Miras Bantul, terutama penjual mendapat hukuman denda sebesar Rp8 juta.

Harianjogja.com, BANTUL- Seorang penjual minuman keras (miras) di Bantul didenda senilai Rp8 juta. Hukuman itu terbilang tinggi dari sanksi yang biasanya dijatuhkan untuk kasus serupa.

Selasa (17/2/2015) siang, Pengadilan Negeri (PN) Bantul menyidangkan perkara tindak pidana ringan (tipiring) penjualan miras dan perzinahan. Salah satu penjual miras, Legiyem,56 warga Sonosewu, Desa Ngestiharjo, Kasihan Bantul didenda senilai Rp8 juta.

Dalam persidangan itu terungkap, Legiyem telah berkali-kali menjual miras. Pada persidangan Selasa, puluhan botol miras miliknya seperti ciu, mansion, anggur kolesom dan coktail dihadapkan di pengadilan.

Hakim Zainal Arifin mewajibkan Legiyem membayar dendanya atau diganjar kurungan selama sebulan. Menurut Zainal, denda itu terbilang tinggi.

"Selama saya menyidangkan tipiring baru kali ini denda sampai Rp8 juta," kata Zainal seusai persidangan.

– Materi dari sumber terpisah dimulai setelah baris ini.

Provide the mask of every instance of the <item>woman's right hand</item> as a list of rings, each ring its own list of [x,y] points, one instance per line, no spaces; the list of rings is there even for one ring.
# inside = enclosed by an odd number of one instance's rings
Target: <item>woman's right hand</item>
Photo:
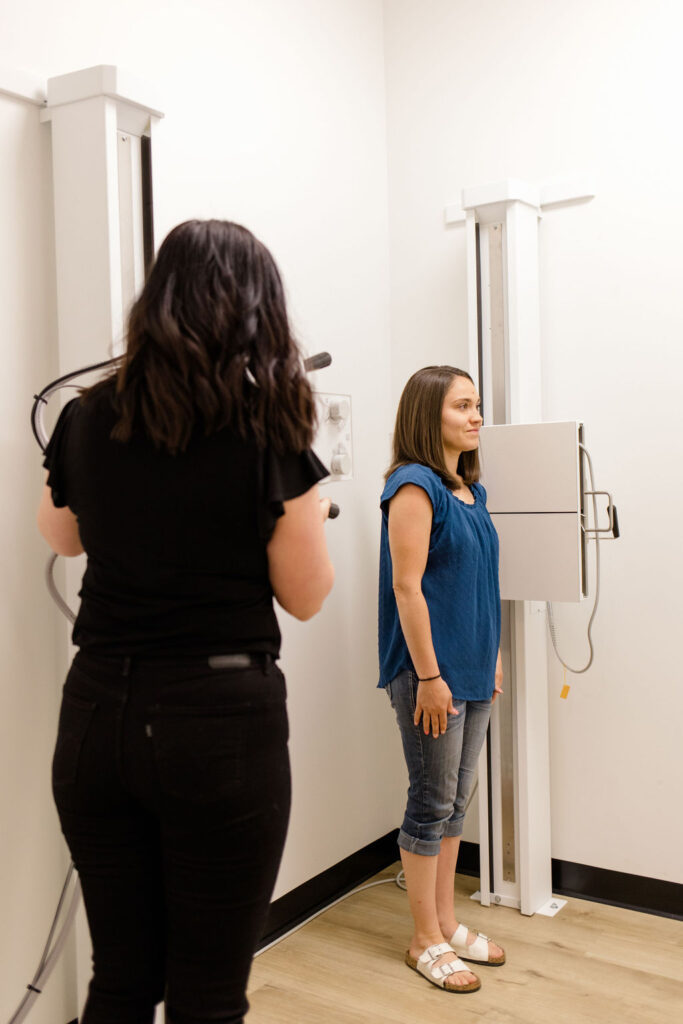
[[[322,512],[323,522],[328,518],[330,514],[330,507],[332,505],[332,498],[321,498],[320,499],[320,511]]]
[[[413,721],[419,725],[422,719],[425,736],[429,736],[431,730],[436,739],[446,731],[448,716],[457,714],[459,712],[453,707],[453,695],[441,676],[418,683]]]

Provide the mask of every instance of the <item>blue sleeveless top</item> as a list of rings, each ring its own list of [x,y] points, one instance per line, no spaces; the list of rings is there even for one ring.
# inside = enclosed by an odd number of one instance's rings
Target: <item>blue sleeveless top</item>
[[[404,484],[416,484],[432,503],[432,532],[422,593],[442,678],[456,700],[488,700],[493,693],[500,643],[498,534],[486,509],[486,491],[472,484],[466,505],[427,466],[401,466],[386,482],[380,507],[378,686],[399,672],[415,671],[403,637],[392,589],[389,502]]]

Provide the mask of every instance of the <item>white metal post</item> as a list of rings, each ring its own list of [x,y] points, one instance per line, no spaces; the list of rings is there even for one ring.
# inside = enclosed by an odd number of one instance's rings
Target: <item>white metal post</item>
[[[475,379],[480,377],[488,422],[537,422],[541,419],[539,190],[523,182],[501,182],[466,190],[462,205],[467,225],[470,372]],[[472,260],[477,258],[473,255],[475,225],[480,227],[478,295],[470,285]],[[473,343],[473,308],[476,331],[481,333],[481,364]],[[504,609],[509,621],[506,659],[512,678],[507,680],[503,700],[511,704],[503,709],[504,716],[502,705],[494,707],[490,751],[482,752],[479,764],[484,790],[490,756],[490,808],[480,794],[480,898],[519,907],[524,914],[535,913],[552,896],[546,637],[539,607],[514,601]],[[504,770],[512,771],[512,787]]]
[[[142,283],[140,165],[132,140],[163,115],[149,89],[103,65],[51,78],[41,119],[52,132],[59,370],[111,357]],[[125,136],[125,141],[122,139]],[[126,149],[127,147],[127,149]],[[80,563],[80,564],[79,564]],[[66,598],[77,607],[83,571],[70,562]],[[91,973],[85,916],[76,921],[80,1005]]]

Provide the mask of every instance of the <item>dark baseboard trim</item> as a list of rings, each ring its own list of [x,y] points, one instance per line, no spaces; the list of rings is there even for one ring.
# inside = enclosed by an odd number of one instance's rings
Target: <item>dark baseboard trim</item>
[[[274,942],[290,928],[295,928],[398,860],[397,835],[398,829],[388,832],[271,903],[259,948]],[[475,878],[479,876],[478,843],[462,841],[458,872]],[[552,886],[558,896],[573,896],[625,910],[683,920],[683,885],[676,882],[553,859]]]
[[[662,878],[553,860],[553,892],[683,921],[683,885]]]
[[[345,857],[315,878],[297,886],[274,900],[268,911],[268,919],[259,943],[259,949],[274,942],[290,928],[296,928],[306,918],[322,910],[334,900],[362,885],[378,871],[383,871],[398,860],[396,838],[398,829],[368,843],[362,850]]]
[[[463,841],[460,844],[458,871],[463,875],[479,876],[478,843]],[[677,882],[553,859],[552,886],[557,896],[574,896],[625,910],[638,910],[643,914],[683,920],[683,885]]]

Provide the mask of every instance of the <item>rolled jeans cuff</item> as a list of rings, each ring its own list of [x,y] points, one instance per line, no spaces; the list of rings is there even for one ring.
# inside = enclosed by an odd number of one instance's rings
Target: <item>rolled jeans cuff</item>
[[[440,839],[416,839],[402,828],[398,831],[398,845],[406,853],[418,853],[421,857],[438,857],[441,850]]]

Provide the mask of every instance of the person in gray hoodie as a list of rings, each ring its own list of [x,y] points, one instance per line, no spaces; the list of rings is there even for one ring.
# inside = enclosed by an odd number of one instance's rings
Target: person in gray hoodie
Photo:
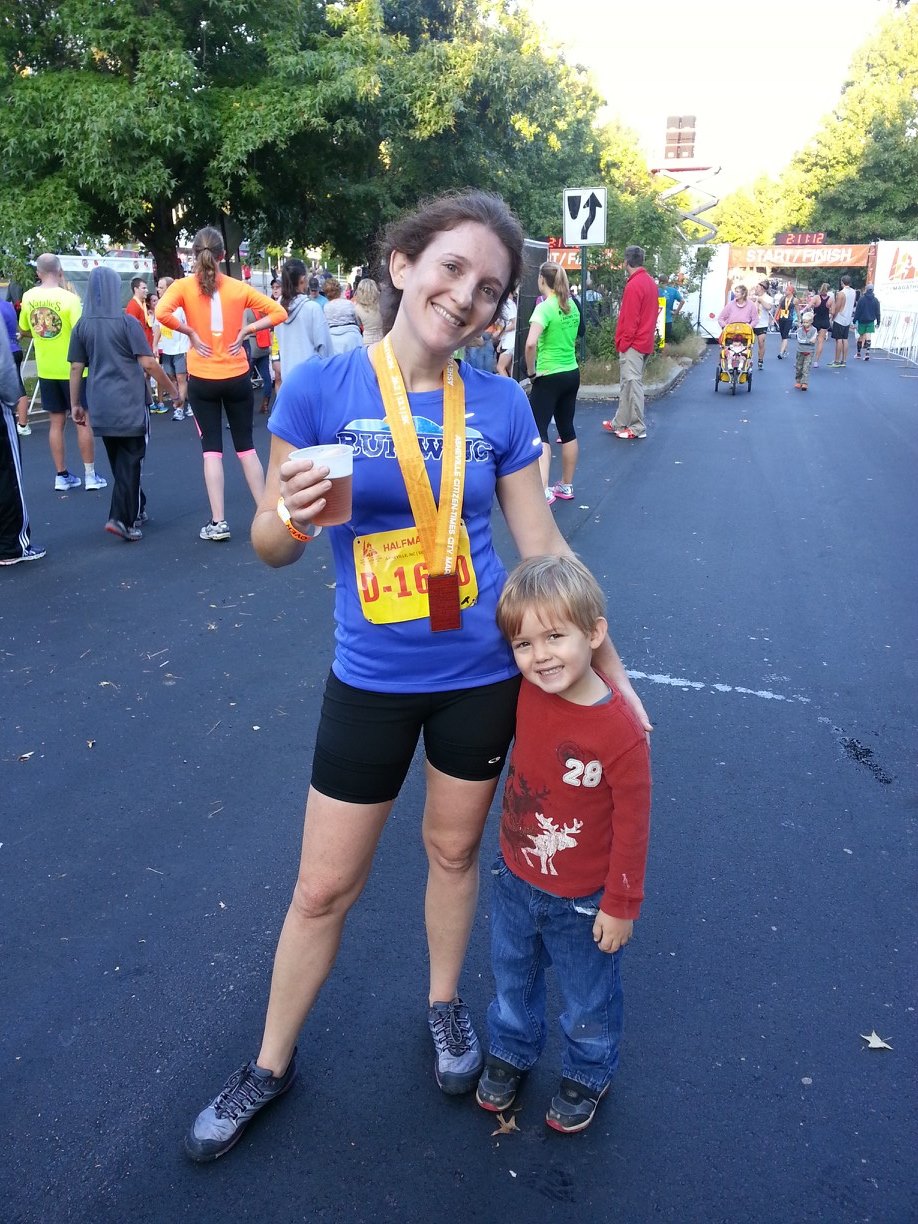
[[[93,268],[83,314],[70,336],[70,414],[85,429],[79,400],[83,369],[89,366],[86,402],[92,431],[105,444],[114,476],[105,530],[133,543],[142,538],[146,497],[140,472],[150,432],[150,390],[155,378],[167,395],[178,388],[153,356],[143,328],[121,308],[121,278],[111,268]]]
[[[332,338],[325,312],[306,292],[308,277],[302,259],[288,259],[281,269],[281,306],[287,320],[274,329],[280,352],[281,382],[311,357],[331,357]]]
[[[43,548],[33,548],[29,512],[22,491],[22,451],[16,418],[29,406],[6,328],[0,327],[0,565],[40,561]]]

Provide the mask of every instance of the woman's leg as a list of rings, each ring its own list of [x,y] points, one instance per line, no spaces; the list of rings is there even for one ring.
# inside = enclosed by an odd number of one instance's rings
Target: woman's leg
[[[194,412],[195,424],[201,435],[204,453],[204,487],[210,502],[210,517],[222,522],[223,508],[223,409],[220,399],[222,383],[208,378],[188,379],[188,402]]]
[[[459,975],[478,903],[478,847],[497,779],[466,782],[429,762],[424,806],[428,876],[424,915],[430,952],[430,1003],[459,992]]]
[[[233,436],[236,457],[242,464],[242,474],[257,506],[265,491],[265,470],[261,466],[252,438],[255,396],[252,381],[247,374],[227,379],[223,390],[223,407]]]
[[[568,370],[558,377],[564,380],[561,394],[555,405],[555,424],[558,426],[558,436],[561,439],[561,483],[573,485],[577,458],[580,454],[577,431],[574,429],[577,392],[580,390],[580,371]]]
[[[197,413],[195,413],[197,416]],[[221,523],[226,518],[223,496],[223,452],[204,452],[204,487],[207,490],[207,500],[210,503],[210,517],[215,523]]]
[[[823,345],[825,344],[825,342],[826,342],[826,329],[824,327],[820,327],[819,331],[816,333],[816,352],[813,356],[814,365],[819,365],[819,358],[822,355],[822,349],[823,349]]]
[[[577,470],[577,459],[580,455],[580,443],[576,438],[570,442],[561,443],[561,483],[572,485],[574,472]]]
[[[543,374],[536,378],[529,393],[529,406],[538,426],[542,439],[542,454],[539,456],[539,471],[542,473],[542,485],[548,488],[551,473],[551,444],[548,441],[548,426],[555,413],[555,380],[557,374]]]
[[[300,869],[274,957],[258,1065],[287,1069],[297,1036],[335,962],[344,920],[370,874],[392,807],[343,803],[310,788]]]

Denda itu dijatuhkan agar ada efek jera untuk terdakwa. Sebab menurut Zainal, terdakwa merupakan pelaku lama alias telah berkali-kali tertangkap menjual miras dan disidangkan. Pertimbangan lainnya karena dampak miras yang ia jual dapat memicu tindakan-tindakan kriminal baru.

"Gara-gara miras, tindakan kriminal lainnya bisa terjadi, makanya saya menjatuhkan denda tinggi," paparnya.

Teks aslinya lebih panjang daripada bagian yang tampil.